Nestes espaços, as organizações empreendem ações que dependem da estrutura da distribuição do capital sob todas as suas formas. Ao contrário do defendido por autores de vertente econômica, as organizações não se encontram num universo sem limitações, em que podem desenvolver suas estratégias de forma autônoma e unilateral, mas são orientadas pelas limitações e possibilidades que estão vinculadas à sua posição e pela imagem que têm desta posição e da dos seus concorrentes, em função de sua informação e de suas estruturas cognitivas (Bourdieu, 2001).

  • As forças do campo orientam aqueles que estão em posições favorecidas (os dominantes) por estratégias que têm por fim perpetuar ou redobrar sua dominação.
  • É assim que o capital simbólico de que dispõem, devido a sua proeminência e, também, pela sua antiguidade, lhes permite recorrer com sucesso a estratégias destinadas a intimidar seus concorrentes, como a de emitir sinais com vistas a dissuadi-los de atacar.

Ou seja, as empresas hegemônicas têm a capacidade de impor o ritmo das transformações nos diferentes domínios (produção, investigação, relações de trabalho) e o uso do tempo que estão no campo é uma das principais vias do seu poder.

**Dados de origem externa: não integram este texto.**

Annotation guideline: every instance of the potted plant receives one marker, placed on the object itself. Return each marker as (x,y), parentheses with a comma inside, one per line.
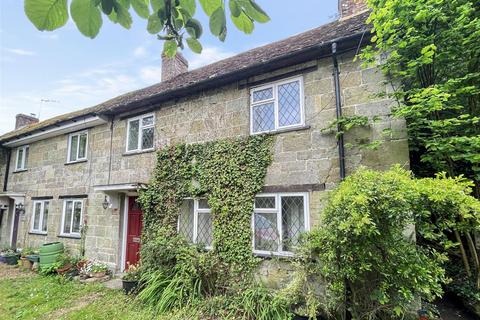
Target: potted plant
(130,278)
(98,270)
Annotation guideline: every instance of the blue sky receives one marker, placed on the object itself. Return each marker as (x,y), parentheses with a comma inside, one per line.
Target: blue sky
(69,71)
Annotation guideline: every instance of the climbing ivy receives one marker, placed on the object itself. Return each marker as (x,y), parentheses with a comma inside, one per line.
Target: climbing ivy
(228,173)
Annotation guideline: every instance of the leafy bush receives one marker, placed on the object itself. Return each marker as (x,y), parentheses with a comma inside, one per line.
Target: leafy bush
(362,251)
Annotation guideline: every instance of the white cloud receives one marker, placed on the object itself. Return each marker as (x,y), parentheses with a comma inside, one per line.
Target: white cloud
(208,55)
(20,52)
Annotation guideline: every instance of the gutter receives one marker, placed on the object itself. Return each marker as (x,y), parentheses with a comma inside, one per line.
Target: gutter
(338,108)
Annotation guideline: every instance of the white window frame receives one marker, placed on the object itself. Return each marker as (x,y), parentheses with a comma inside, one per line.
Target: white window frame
(140,133)
(196,211)
(24,158)
(71,234)
(274,100)
(70,137)
(42,212)
(278,211)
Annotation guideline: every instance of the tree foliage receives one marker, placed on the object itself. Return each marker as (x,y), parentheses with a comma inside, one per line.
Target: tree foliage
(430,52)
(172,20)
(364,246)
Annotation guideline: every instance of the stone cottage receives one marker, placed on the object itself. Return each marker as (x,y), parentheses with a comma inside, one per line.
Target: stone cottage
(74,178)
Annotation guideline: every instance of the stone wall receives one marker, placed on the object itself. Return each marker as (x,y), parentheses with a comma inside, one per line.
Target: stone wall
(306,156)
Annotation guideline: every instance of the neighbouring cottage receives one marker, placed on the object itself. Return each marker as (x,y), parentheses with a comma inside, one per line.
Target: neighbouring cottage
(85,168)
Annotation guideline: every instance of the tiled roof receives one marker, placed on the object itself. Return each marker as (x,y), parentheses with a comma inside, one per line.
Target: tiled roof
(234,65)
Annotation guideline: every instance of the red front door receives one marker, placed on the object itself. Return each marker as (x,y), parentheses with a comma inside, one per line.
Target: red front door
(134,231)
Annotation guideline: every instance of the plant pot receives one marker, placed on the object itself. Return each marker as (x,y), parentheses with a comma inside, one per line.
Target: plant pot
(64,269)
(98,274)
(26,264)
(129,286)
(12,259)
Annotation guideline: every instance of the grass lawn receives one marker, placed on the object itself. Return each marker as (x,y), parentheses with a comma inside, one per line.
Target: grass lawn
(30,296)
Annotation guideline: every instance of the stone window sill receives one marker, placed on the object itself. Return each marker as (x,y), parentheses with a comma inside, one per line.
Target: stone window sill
(69,236)
(75,162)
(37,233)
(133,153)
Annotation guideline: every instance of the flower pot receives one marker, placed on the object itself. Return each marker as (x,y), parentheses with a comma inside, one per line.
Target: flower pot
(99,274)
(26,264)
(129,286)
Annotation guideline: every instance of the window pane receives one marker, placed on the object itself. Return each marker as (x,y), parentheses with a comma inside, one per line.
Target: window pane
(45,216)
(265,202)
(133,135)
(77,216)
(36,216)
(263,117)
(82,147)
(68,216)
(203,204)
(19,158)
(147,121)
(266,231)
(289,104)
(73,148)
(264,94)
(185,227)
(27,150)
(147,138)
(205,228)
(293,221)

O surgimento de um novo agente eficiente nesta estrutura tende, contudo, a modificar o campo, assim como a adoção de novas tecnologias e a aquisição de maior quota de mercado também podem alterar as posições relativas e o rendimento dos diversos capitais detidos pelas outras firmas (Bourdieu, 2001).

  • As fronteiras no campo econômico, como em qualquer outra categoria, são o limite de lutas dentro deste em função da possibilidade de entrada de novos agentes que modificariam as regras de concorrência já instituídas.
  • Assim, somente uma detalhada análise empírica seria capaz de determinar sua estrutura.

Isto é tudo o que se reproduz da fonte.